El ministro de Desregulación y Transformación, Federico Sturzenegger, lanzó una dura ofensiva contra los colegios profesionales del sector inmobiliario, a los que calificó como un obstáculo para la transparencia y la competencia en el mercado. Durante su intervención en el evento “Real Estate 2026”, el funcionario sentenció que la fijación de honorarios mínimos por parte de estas instituciones representa una "aberración social" y confirmó que el Gobierno prepara un paquete legislativo para eliminar las barreras de entrada, como la matriculación obligatoria, que encarecen la intermediación comercial y sube el precio de los inmuebles.

Según el ministro, el objetivo es avanzar hacia un esquema donde el valor de los servicios esté determinado por la calidad y la libre negociación, eliminando lo que definió como "privilegios creados por ley" que terminan afectando al usuario final.

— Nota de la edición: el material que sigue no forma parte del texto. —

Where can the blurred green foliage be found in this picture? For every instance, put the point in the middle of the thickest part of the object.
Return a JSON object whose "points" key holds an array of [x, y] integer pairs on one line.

Más allá de la crítica institucional, Sturzenegger trazó una hoja de ruta optimista para el sector, apoyada en tres pilares: la consolidación de un mercado de alquileres libre de intervenciones, el resurgimiento del crédito hipotecario y la apreciación de los activos en dólares.

Al defender la derogación de la ley de alquileres mediante el DNU 70/2023, aseguró que la oferta se triplicó y los precios reales bajaron un 30% gracias a la flexibilidad contractual. Mirando al futuro, proyectó que el éxito del modelo exportador fortalecerá la moneda y empujará al alza el valor de las propiedades, mientras que la estabilidad inflacionaria obligará a los bancos a volcarse masivamente al financiamiento UVA para captar los ahorros de los argentinos, en lo que definió como una década de "boom hipotecario" sin precedentes.